What Need Does Zimagi Fulfill?¶
Unify data sources¶
In a Zimagi module, data can be obtained from many different data sources, potentially from many different providers and using many different formats. In general, any kind of data format can be read with Python code, and placed into a unified data model. Zimagi provides components for processing many common data formats, but with a small amount of developer effort, custom readers can by created to read any formats or sources, including those requiring providing credentials for access to data.
Once obtained, all acquired data lives in a local database, and can be updated flexibly and as needed.
Normalization of relations among data entities¶
The data model of a particular module defines how all the different entities are connected to each other. This concept will be generally familiar to users of relational database management systems (RDBMSs), but Zimagi expresses relationships and data attributes using a higher-level configuration syntax than that used in database administration and management (behind the scenes, the data store is indeed an RDBMS).
For example, suppose you wished to create a service for realtors that had information on houses and the towns and regions they are in. Some of the data you wish to provide might be tax records provided by individual U.S. states, perhaps only obtainable using an interactive API that requires login credentials. Some of the data you with to provide might concern the weather in those regions, which can be obtained as HDF5 files provided by agencies like NOAA. Yet other demographic data might come from the U.S. Census Bureau, and require downloading CSV files for information. Yet other information might come from the realty company you work for that predicts housing price trends, and should only be accessible to a limited collection of users (e.g. to agents at your company but not to the potential buyers).
As long as you can identify a commonality by which to connect these entities (e.g. which city or town has the various attributes), Zimagi can provide a unified and queryable view into all the aspects of the data. Optionally, different user types might be able to view different parts of the data).

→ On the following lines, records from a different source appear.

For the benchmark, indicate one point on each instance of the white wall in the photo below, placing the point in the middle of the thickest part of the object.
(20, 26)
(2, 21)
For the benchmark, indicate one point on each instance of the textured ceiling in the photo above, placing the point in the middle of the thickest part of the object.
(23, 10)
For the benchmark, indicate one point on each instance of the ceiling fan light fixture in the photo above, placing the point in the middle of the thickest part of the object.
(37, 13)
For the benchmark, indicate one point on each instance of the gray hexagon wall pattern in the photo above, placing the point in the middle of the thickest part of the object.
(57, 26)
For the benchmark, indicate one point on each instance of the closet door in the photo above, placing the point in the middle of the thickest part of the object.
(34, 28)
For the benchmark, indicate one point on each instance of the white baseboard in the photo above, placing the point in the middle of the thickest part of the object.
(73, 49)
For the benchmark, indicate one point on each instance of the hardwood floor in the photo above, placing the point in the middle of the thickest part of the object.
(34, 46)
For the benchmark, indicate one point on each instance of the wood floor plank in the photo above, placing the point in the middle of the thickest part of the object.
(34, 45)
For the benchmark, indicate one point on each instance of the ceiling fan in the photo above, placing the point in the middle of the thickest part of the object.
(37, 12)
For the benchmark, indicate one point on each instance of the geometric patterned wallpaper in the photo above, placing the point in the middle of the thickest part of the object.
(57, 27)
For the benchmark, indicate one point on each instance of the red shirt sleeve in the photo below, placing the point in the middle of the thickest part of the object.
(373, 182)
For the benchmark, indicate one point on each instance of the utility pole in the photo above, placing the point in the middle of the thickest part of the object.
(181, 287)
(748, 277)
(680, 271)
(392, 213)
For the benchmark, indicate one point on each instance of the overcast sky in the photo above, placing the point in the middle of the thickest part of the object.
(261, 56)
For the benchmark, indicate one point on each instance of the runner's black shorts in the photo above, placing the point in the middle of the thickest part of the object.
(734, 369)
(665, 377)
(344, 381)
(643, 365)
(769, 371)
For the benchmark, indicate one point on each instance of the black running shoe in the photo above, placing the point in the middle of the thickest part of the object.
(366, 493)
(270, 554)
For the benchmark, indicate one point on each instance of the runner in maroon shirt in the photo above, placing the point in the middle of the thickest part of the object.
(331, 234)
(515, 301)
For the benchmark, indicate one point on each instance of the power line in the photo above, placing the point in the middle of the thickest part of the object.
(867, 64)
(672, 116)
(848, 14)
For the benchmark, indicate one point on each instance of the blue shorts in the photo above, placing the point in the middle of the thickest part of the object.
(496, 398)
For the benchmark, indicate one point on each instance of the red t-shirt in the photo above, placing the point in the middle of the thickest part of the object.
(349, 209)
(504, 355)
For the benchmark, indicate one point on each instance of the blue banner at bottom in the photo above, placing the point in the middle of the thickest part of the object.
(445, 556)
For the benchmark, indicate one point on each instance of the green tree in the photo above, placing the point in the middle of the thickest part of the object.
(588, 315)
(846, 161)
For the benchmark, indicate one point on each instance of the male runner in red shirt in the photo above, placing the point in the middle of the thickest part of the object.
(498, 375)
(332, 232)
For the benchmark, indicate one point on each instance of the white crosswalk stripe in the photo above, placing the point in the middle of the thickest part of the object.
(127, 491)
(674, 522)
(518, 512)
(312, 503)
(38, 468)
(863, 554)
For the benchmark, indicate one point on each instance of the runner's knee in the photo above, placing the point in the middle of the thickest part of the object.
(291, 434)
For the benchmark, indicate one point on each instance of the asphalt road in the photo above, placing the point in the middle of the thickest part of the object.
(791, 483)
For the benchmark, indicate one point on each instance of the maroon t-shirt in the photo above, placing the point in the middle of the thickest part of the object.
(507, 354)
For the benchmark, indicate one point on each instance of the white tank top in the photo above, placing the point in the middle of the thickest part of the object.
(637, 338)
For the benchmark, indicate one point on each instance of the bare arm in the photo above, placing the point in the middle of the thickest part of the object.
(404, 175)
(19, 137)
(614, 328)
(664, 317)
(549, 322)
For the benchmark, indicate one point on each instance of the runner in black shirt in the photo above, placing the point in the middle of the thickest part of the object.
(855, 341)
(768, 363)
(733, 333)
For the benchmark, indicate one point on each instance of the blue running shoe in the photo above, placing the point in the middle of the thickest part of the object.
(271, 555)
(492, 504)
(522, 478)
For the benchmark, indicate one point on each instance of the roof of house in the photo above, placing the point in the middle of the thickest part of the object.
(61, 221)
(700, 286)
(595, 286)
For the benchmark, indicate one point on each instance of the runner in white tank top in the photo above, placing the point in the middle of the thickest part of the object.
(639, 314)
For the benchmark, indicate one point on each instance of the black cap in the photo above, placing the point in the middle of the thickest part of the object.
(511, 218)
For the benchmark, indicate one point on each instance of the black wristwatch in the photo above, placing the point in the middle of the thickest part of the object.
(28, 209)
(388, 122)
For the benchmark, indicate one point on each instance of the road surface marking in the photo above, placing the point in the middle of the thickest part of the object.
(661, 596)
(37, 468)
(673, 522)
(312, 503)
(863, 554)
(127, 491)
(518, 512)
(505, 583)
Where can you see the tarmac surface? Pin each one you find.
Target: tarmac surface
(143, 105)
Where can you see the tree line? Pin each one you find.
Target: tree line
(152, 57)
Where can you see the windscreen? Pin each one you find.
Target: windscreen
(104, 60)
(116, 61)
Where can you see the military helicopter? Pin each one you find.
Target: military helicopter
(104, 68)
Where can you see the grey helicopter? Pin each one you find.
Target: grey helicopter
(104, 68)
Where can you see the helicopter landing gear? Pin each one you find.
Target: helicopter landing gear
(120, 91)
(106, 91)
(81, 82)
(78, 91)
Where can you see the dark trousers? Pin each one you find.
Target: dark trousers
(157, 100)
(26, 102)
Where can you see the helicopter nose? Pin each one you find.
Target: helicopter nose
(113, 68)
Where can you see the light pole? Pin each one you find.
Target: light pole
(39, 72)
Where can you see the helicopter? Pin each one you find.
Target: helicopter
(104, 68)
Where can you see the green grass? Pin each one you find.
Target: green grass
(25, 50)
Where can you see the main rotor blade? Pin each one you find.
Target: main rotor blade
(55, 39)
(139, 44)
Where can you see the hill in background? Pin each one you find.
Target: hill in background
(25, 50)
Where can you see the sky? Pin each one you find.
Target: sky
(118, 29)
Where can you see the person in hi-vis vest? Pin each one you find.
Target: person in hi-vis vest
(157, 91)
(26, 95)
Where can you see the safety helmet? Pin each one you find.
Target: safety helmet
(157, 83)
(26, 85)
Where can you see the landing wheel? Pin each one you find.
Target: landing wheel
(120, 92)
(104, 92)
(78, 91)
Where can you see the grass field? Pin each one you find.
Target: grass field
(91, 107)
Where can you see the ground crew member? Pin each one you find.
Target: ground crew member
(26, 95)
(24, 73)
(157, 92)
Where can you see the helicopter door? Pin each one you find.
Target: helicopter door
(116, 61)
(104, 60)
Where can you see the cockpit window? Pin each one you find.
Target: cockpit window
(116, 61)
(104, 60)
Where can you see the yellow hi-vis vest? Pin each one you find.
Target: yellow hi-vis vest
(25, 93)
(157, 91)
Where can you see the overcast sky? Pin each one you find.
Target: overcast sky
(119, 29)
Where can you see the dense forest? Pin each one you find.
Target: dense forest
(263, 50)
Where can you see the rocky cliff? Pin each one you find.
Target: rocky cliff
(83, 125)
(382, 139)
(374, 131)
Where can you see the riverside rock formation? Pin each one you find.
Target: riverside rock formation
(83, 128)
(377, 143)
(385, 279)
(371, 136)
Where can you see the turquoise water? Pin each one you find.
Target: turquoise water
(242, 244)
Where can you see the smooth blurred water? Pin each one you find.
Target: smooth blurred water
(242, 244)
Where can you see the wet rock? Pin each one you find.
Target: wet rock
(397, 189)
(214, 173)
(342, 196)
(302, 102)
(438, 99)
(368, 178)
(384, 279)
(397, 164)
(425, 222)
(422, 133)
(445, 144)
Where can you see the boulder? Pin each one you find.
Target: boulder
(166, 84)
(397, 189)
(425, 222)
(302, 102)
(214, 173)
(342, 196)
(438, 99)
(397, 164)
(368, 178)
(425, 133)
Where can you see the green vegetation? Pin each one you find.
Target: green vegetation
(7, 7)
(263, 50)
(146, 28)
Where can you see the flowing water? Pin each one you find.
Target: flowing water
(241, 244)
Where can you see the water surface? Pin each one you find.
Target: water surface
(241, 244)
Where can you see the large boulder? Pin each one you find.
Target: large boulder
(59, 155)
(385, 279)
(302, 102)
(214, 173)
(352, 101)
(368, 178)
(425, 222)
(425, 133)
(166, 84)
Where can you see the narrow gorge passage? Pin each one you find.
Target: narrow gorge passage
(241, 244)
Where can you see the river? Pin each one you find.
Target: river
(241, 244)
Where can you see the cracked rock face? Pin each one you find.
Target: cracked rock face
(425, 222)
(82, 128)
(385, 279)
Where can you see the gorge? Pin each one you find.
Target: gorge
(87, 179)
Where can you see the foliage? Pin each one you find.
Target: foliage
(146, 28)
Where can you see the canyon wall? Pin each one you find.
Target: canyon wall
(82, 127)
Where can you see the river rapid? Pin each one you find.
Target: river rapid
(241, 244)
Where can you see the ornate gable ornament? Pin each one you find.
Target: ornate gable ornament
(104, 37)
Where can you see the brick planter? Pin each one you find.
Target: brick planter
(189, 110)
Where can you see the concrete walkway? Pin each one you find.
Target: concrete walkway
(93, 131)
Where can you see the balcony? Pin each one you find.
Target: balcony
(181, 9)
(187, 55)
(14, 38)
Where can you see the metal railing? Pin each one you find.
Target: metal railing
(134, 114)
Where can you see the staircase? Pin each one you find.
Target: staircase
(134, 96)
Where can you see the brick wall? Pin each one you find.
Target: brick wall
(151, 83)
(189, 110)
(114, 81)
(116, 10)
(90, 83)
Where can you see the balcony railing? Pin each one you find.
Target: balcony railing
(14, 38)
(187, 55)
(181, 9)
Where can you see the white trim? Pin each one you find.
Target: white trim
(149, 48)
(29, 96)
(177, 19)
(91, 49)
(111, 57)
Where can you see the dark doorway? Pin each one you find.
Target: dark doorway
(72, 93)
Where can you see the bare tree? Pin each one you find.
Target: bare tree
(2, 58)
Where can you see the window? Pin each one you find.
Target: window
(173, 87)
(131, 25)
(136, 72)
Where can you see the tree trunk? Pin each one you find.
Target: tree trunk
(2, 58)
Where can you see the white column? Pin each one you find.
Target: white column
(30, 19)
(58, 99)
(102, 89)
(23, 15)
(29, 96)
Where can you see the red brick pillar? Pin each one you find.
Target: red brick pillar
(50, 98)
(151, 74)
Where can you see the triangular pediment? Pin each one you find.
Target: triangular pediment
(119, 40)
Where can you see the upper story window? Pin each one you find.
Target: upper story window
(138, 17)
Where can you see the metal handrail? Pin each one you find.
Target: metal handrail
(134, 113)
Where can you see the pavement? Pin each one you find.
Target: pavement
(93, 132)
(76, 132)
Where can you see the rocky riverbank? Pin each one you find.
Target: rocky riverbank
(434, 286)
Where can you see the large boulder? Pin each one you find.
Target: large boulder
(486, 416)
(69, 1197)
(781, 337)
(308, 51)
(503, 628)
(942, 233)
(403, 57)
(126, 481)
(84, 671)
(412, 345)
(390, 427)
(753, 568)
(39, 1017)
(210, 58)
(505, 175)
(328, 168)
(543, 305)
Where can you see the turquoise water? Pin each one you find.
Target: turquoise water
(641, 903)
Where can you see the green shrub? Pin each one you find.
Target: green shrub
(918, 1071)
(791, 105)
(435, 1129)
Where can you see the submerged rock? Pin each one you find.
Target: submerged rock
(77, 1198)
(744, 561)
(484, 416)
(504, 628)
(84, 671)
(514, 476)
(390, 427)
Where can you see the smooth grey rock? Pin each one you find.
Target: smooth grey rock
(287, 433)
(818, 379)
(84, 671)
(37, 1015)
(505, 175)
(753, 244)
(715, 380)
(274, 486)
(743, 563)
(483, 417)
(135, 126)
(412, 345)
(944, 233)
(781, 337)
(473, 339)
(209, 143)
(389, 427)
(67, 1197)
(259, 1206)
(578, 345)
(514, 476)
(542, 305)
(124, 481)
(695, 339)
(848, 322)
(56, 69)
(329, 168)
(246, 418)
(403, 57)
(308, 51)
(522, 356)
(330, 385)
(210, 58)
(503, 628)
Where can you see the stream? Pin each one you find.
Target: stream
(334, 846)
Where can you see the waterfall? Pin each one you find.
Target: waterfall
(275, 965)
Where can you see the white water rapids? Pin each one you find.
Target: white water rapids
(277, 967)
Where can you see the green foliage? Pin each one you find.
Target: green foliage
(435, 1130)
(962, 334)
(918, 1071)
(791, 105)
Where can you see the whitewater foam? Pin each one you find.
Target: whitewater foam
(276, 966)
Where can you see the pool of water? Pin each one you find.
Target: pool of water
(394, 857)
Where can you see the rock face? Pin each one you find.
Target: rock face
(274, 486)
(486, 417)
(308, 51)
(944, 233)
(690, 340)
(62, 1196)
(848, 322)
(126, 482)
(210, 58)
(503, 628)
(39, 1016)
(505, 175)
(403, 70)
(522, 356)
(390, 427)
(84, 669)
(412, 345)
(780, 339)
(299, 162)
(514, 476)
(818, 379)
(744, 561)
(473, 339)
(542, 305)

Flexible and universal service hosting¶
Zimagi and modules running within it can run locally, or run on cloud services with no change to the base platform or modules used. Running Zimagi on a local or in-house server is as simple as launching a Vagrant instance. However, hosting on services like AWS, Google Cloud Platform, or Azure, are also single commands to install and launch all components needed. Both locally and within the cloud, configuration of required resources is simple and flexbile. For example, if a particular module requires many processor cores, a large amount of memory, larger hard disk space, or other resources, this can easily be declared in a configuration file, and the relevant resources will be provisioned when the Zimagi instance is created.
Both schedulable and user launchable actions¶
Commands within Zimagi can be run either using command-line interfaces or via RESTful JSON requests over HTTPS. Moreover, however, commands can also be scheduled to run on a recurring basis in a highly configurable way.
Scheduled commands may consist of regularly refreshed data acquisition steps, but they may also perform computational, or any arbitrary, actions. For example, if you need to retrain a machine learning model based on new data becoming available, this can be scheduled as a background action. A task can be triggered by a data acquisition step, but may also be scheduled on a completely independent schedule.
Types of Zimagi users¶
Very broadly, the users of Zimagi consists of module users and module developers. The former group need not understand even the configuration files used within a module, but only need to learn either a simple command-line interface, or can be provided with friendly web-based front-ends that internally talk with the Zimagi API. In some cases, a Zimagi interface may consist solely of automatically generated filtered and unified data that is simply updated in local storage for the user. For this last class of module user, all they need to see is that a current version of e.g. a spreadsheet file is always available to them.
At the other end, are module developers. These users will need to have some conception of data sources, data models, and data cleanliness. However, for these users, most of the creation steps for a module consist of definining the data models in configuration files, with only small amounts of Python code development needed (possibly passed on to dedicated coders who only need to provide isolated components).
Zimagi versus Luigi, Airflow, and Jenkins¶
The open source workflow tools Luigi and Airflow provide capabilities similar to what Zimagi does. All of these are able to automate scheduled tasks and the dependencies among them. Zimagi stands out from those in two principal ways:
Zimagi is forcused on data models that represent acquired data and present it with a uniform query interface. While Luigi and Airflow are both capable of containing such models, the actual configuration and development of those models is necessarily new and non-standardized for each project. In contrast, task dependencies can certainly be programmed in Zimagi, but it is symmetrically individual to a project/module rather than part of the framework per se.
Zimagi contains tools to automatically and easily “stand up” an instance. Luigi and Airflow are not necessarily difficult to install and launch, but they do not handle their own provisioning as Zimagi does.
Jenkins is another popular open source tool for automation of sheduled or launchable actions. Like Luigi and Airflow, it provides APIs for programming it, but not “low-code” as a goal per se. In concept, Jenkens can be used for any kind of automation (much like Zimagi), but it is especially focused on software development projects rather than data-oriented projects.
For those who are familiar with Jenkins (or similar tools like CircleCI or Travis CI), thinking of Zimagi as “Jenkins for data” is not too far wrong.